Entre ça et me faire frapper par un camion dix roues, je ne sais pas ce qui m’aurait fait le plus mal. Cette fois-là, je ne l’avais pas vu venir. On avait pris notre temps, on en avait parlé, tu savais ce que je laissais derrière pour être avec toi, tu savais ce que cela impliquait, mais surtout, tu connaissais mes sentiments pour toi. Peu importe tout ça, tu t’es réveillé un matin et tu ne voulais plus de moi. Tu avais eu un aperçu de ce qu’était la vie avec moi, et tu avais finalement changé d’idée. Comme lorsqu’on rapporte un vêtement pour l’échanger au magasin parce qu’il ne nous fait pas si bien, finalement. Et, juste comme ça, tu m’as donné mon 4 %. Merci, bonsoir, et désolé. Le high fut extraordinaire, mais le down aura été mortel. Je suis, depuis, en sevrage, de toi, ma drogue la plus dangereuse. 

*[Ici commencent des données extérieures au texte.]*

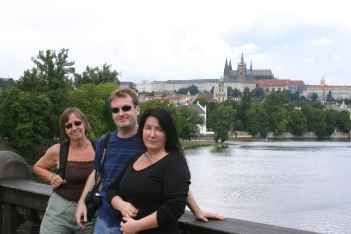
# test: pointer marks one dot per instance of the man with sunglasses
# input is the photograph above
(123, 145)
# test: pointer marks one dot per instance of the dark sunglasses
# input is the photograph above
(115, 110)
(76, 123)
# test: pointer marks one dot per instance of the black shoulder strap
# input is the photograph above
(63, 158)
(64, 154)
(93, 143)
(107, 140)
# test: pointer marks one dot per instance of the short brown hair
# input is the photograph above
(124, 92)
(64, 118)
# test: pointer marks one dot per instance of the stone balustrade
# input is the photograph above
(23, 203)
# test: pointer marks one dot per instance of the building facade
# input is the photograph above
(220, 91)
(338, 92)
(243, 74)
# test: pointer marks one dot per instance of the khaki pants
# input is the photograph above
(60, 218)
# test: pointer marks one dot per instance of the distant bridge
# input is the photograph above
(23, 203)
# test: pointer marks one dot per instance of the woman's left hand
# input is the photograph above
(129, 226)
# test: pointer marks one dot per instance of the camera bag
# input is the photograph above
(64, 154)
(93, 199)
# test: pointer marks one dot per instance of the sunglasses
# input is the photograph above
(76, 123)
(115, 110)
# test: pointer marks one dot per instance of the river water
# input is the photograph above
(304, 185)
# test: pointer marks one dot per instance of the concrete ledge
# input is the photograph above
(234, 226)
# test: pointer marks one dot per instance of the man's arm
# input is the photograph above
(199, 214)
(81, 208)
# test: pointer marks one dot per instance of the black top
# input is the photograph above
(161, 187)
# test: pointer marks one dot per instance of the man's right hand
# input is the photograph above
(81, 214)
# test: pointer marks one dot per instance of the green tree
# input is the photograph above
(280, 121)
(24, 117)
(50, 77)
(307, 111)
(318, 121)
(258, 93)
(95, 75)
(245, 105)
(331, 117)
(297, 122)
(272, 103)
(313, 96)
(329, 97)
(92, 100)
(191, 89)
(263, 120)
(252, 124)
(189, 122)
(222, 120)
(344, 122)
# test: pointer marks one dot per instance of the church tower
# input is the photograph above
(220, 93)
(241, 72)
(322, 80)
(227, 68)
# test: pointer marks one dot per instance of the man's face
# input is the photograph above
(127, 114)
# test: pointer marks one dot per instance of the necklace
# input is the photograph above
(148, 158)
(81, 148)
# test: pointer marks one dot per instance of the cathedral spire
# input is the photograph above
(242, 62)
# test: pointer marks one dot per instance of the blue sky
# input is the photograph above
(161, 40)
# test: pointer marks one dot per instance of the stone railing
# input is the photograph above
(23, 203)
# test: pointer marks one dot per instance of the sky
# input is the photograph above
(180, 40)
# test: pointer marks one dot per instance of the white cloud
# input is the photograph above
(156, 40)
(336, 57)
(308, 60)
(322, 41)
(278, 68)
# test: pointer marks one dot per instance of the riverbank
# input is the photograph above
(39, 149)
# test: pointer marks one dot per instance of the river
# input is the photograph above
(304, 185)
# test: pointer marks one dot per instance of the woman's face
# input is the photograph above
(74, 127)
(153, 135)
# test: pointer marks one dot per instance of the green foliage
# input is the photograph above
(331, 117)
(317, 105)
(318, 121)
(92, 102)
(6, 84)
(297, 122)
(313, 96)
(245, 105)
(329, 97)
(280, 120)
(234, 92)
(258, 93)
(274, 101)
(95, 75)
(191, 89)
(50, 77)
(222, 120)
(263, 120)
(24, 117)
(189, 121)
(252, 124)
(343, 121)
(238, 125)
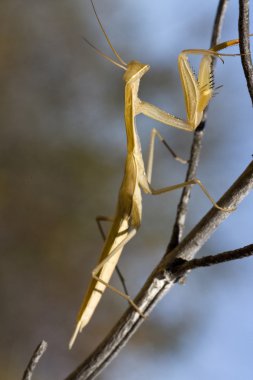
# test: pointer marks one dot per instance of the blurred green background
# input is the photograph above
(62, 149)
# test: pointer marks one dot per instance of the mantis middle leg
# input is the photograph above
(194, 181)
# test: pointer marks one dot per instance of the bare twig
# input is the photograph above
(182, 208)
(161, 280)
(244, 32)
(36, 356)
(182, 266)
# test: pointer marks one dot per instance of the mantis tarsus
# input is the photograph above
(197, 93)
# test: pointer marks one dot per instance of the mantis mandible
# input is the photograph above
(197, 93)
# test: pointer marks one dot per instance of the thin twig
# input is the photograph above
(36, 356)
(244, 32)
(182, 207)
(161, 281)
(182, 266)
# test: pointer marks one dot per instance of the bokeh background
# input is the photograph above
(62, 149)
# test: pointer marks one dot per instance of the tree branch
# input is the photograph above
(36, 356)
(244, 32)
(161, 281)
(180, 266)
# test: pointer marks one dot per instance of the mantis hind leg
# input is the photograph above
(101, 265)
(155, 133)
(99, 219)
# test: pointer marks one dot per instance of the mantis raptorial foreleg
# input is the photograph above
(102, 218)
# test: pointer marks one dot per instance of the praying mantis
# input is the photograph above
(197, 94)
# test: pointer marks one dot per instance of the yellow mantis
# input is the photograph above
(197, 93)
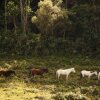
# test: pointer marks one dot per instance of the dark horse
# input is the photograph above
(7, 73)
(38, 71)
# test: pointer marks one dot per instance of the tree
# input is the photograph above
(12, 11)
(46, 15)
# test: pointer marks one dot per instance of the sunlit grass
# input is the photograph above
(23, 87)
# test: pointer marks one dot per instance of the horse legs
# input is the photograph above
(58, 76)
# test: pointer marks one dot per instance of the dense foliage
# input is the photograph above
(50, 27)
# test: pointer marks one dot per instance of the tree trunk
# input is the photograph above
(5, 17)
(15, 25)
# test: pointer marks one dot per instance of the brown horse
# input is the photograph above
(38, 71)
(7, 73)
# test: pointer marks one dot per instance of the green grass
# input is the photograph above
(23, 87)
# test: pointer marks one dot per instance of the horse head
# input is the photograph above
(73, 70)
(95, 73)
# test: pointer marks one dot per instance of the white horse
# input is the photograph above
(64, 72)
(99, 76)
(88, 73)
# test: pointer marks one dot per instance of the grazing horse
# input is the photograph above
(88, 73)
(99, 76)
(40, 71)
(7, 73)
(64, 72)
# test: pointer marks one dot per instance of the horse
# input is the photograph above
(99, 76)
(64, 72)
(88, 73)
(38, 71)
(7, 73)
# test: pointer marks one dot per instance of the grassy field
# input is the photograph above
(23, 87)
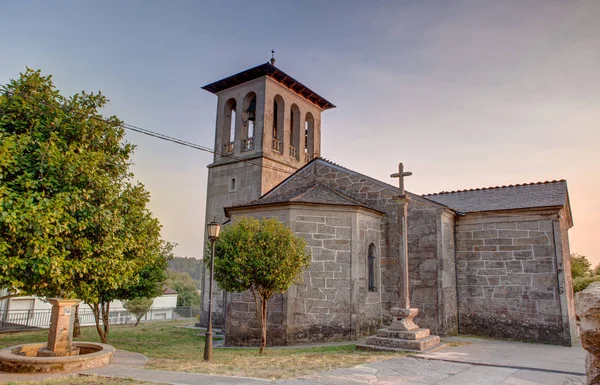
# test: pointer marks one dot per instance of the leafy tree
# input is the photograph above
(72, 224)
(262, 256)
(185, 287)
(580, 266)
(138, 307)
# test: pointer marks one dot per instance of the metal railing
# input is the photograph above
(277, 145)
(248, 144)
(15, 320)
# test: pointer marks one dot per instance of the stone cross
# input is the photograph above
(400, 175)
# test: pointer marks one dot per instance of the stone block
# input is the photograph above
(468, 256)
(506, 225)
(522, 306)
(514, 266)
(320, 254)
(543, 251)
(344, 222)
(523, 255)
(325, 229)
(485, 248)
(496, 256)
(547, 279)
(336, 244)
(484, 272)
(302, 218)
(539, 292)
(485, 234)
(516, 279)
(528, 225)
(305, 227)
(508, 292)
(343, 233)
(541, 240)
(513, 233)
(538, 266)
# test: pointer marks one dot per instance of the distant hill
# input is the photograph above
(189, 265)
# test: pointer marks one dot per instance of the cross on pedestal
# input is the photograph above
(403, 213)
(400, 175)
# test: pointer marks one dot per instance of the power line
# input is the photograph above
(174, 140)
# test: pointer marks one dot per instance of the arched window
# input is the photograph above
(229, 126)
(294, 131)
(248, 121)
(309, 137)
(371, 260)
(278, 117)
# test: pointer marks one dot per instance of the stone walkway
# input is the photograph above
(477, 361)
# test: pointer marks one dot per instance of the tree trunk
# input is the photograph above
(96, 310)
(263, 337)
(76, 324)
(105, 319)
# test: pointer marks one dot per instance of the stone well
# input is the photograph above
(30, 358)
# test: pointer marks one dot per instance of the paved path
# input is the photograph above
(510, 354)
(480, 361)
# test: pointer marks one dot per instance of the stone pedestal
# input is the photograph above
(403, 334)
(588, 311)
(60, 335)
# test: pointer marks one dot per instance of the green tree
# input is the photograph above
(72, 223)
(138, 307)
(262, 256)
(580, 266)
(185, 286)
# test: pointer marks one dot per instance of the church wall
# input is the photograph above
(332, 302)
(425, 260)
(508, 278)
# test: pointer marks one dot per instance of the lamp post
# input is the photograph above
(213, 229)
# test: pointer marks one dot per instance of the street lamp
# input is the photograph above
(213, 230)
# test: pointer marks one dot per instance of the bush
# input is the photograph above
(581, 283)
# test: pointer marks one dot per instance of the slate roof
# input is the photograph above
(274, 73)
(519, 196)
(312, 193)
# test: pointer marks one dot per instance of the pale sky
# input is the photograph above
(466, 93)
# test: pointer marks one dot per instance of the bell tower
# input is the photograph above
(268, 126)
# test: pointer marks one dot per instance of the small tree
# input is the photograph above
(580, 266)
(262, 256)
(138, 307)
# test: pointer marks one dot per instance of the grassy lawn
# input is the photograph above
(84, 381)
(171, 347)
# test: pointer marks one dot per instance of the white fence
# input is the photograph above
(15, 320)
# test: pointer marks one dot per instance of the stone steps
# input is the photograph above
(404, 344)
(404, 335)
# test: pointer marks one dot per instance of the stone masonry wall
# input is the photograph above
(507, 278)
(320, 308)
(424, 256)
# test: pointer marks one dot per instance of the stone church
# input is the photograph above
(491, 261)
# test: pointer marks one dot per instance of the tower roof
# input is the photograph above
(274, 73)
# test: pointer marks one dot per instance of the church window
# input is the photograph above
(248, 121)
(229, 122)
(371, 267)
(278, 118)
(294, 145)
(309, 137)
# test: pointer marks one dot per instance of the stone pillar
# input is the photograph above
(588, 311)
(60, 335)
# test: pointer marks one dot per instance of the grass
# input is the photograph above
(172, 347)
(87, 380)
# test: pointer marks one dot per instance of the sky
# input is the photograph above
(466, 94)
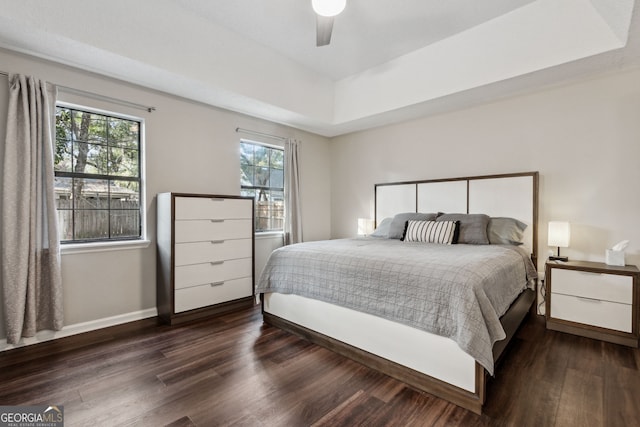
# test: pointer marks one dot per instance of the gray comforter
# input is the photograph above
(456, 291)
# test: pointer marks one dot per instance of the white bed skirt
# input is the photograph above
(430, 354)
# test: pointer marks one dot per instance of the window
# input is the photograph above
(262, 177)
(97, 176)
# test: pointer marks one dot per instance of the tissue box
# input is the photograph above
(614, 257)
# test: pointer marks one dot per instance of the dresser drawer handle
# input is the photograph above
(589, 299)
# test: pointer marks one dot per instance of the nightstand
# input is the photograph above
(594, 300)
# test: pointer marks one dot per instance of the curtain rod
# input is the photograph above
(253, 132)
(97, 96)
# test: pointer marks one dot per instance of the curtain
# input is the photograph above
(31, 277)
(292, 212)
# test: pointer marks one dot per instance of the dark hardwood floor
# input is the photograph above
(233, 370)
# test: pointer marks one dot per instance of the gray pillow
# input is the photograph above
(473, 227)
(396, 229)
(383, 228)
(505, 231)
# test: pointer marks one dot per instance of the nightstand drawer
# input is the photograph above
(598, 286)
(604, 314)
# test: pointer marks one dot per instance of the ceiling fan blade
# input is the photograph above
(324, 26)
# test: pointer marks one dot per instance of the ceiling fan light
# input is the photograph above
(328, 7)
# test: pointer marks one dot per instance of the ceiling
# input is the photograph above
(387, 61)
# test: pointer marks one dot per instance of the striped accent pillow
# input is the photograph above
(430, 231)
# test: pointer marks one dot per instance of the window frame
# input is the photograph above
(242, 187)
(141, 241)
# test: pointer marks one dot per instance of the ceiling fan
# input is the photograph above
(325, 11)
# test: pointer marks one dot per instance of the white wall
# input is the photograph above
(190, 147)
(583, 138)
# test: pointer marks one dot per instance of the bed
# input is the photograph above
(435, 315)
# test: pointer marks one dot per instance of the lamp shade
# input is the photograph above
(559, 234)
(365, 226)
(328, 7)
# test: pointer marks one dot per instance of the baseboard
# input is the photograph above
(80, 328)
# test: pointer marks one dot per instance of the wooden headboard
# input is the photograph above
(512, 195)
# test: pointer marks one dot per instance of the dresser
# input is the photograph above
(594, 300)
(205, 254)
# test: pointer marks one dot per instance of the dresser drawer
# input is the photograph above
(607, 287)
(604, 314)
(222, 229)
(205, 295)
(212, 272)
(200, 252)
(212, 208)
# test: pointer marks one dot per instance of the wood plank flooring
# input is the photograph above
(235, 371)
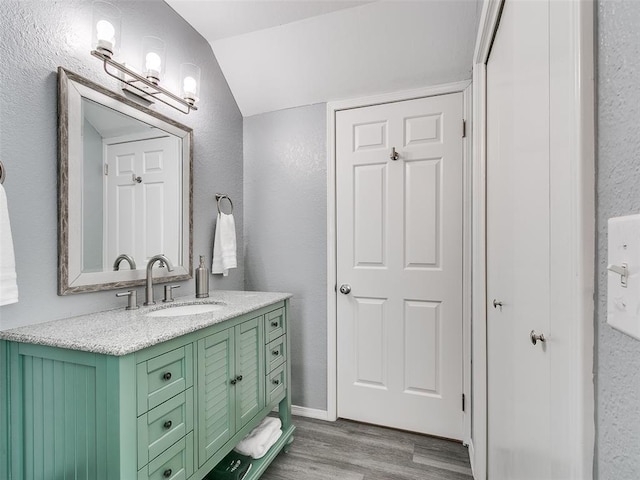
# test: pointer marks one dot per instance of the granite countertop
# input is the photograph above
(120, 332)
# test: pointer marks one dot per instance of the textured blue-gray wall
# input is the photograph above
(285, 185)
(618, 193)
(36, 37)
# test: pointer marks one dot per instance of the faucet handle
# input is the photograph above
(168, 293)
(132, 303)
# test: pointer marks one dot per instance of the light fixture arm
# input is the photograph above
(153, 90)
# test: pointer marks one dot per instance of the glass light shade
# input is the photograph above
(106, 28)
(190, 82)
(153, 58)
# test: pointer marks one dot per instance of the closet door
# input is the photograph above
(518, 245)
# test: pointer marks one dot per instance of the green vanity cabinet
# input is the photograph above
(229, 359)
(169, 411)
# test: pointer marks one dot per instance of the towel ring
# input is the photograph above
(219, 198)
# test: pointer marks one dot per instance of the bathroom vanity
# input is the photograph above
(163, 392)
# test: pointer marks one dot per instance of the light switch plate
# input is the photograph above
(623, 302)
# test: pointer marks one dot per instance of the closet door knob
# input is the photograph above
(535, 337)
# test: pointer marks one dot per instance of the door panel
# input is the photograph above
(138, 212)
(518, 248)
(399, 246)
(216, 405)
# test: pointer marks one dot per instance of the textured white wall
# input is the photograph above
(285, 185)
(36, 37)
(618, 193)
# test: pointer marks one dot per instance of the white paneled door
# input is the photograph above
(142, 199)
(399, 184)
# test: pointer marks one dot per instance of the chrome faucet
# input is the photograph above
(148, 292)
(125, 257)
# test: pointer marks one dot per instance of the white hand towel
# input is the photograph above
(261, 438)
(224, 245)
(8, 283)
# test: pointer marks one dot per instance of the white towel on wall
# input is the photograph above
(261, 438)
(224, 245)
(8, 282)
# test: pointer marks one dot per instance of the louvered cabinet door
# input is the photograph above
(250, 368)
(216, 399)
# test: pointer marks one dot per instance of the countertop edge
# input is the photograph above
(120, 326)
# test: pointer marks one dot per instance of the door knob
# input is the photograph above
(535, 338)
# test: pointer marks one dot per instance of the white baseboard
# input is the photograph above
(310, 412)
(472, 457)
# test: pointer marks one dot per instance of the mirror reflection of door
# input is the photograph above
(142, 199)
(132, 190)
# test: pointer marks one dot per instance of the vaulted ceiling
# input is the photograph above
(283, 54)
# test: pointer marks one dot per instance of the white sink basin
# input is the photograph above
(182, 310)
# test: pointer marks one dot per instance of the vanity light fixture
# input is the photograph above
(106, 28)
(106, 41)
(153, 58)
(190, 75)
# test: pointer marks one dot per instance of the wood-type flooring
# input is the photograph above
(346, 450)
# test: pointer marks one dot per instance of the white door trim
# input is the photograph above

Ce jour-là, mon monde s’est écroulé, moi qui suis une femme forte, qui carbure aux défis, qui vit à 200 km, j’étais soudainement incapable d’avancer, dans l’incapacité totale de faire semblant que tout allait bien. J’étais incapable de quoi que ce soit, en fait. Il faut croire que je n’avais jamais vécu de peine d’amour, parce que me sentir comme ça aussi petite, aussi mal, aussi démunie, ça ne m’était jamais arrivé. On a tous des mauvais moments, mais j’ai toujours réussi à faire la part des choses et j’ai toujours continué de foncer, je n’ai jamais été du genre à m’apitoyer sur mon sort. Jusqu’à il y a 23 jours, quand tu as choisi de tirer la plug sur nous deux, de quitter le bateau de notre histoire qui n’ira finalement nulle part. Quand tu as, encore une fois, choisi de ne pas me choisir. 

Ce que j’en retiens : que peu importe à quel point tu aimes quelqu’un, à quel point tu désires quelque chose, ça ne veut pas dire que tu as auras ton happy ending. Aussi, on n’est pas dans un film, et les histoires d’amour ne se terminent (vraiment) pas toujours bien. Que si tu nétais « not enough/pas assez » pour quelqu’un au départ, tu ne le seras jamais et qu’il y a une raison pour laquelle the one that got away, got away, justement ». Parce qu’il ne voulait pas être là, et que ce n’est pas une question de timing, ce n’est pas une question de qui est la plus belle ou la plus fine, c’est qu’il ne t’aime pas. You are not the one. C’est simple, mais ça fait tellement mal de se l’avouer.

Et, une peine d’amour, c’est un mal réel. Un mal que je vis, un mal que mon amie vit, un mal que plusieurs personnes vivent, se réveillant chaque matin en espérant que ça passe, le plus vite possible s’il vous plait. Mais, en attendant que ça arrive, j’ai hâte d’arrêter de t’aimer.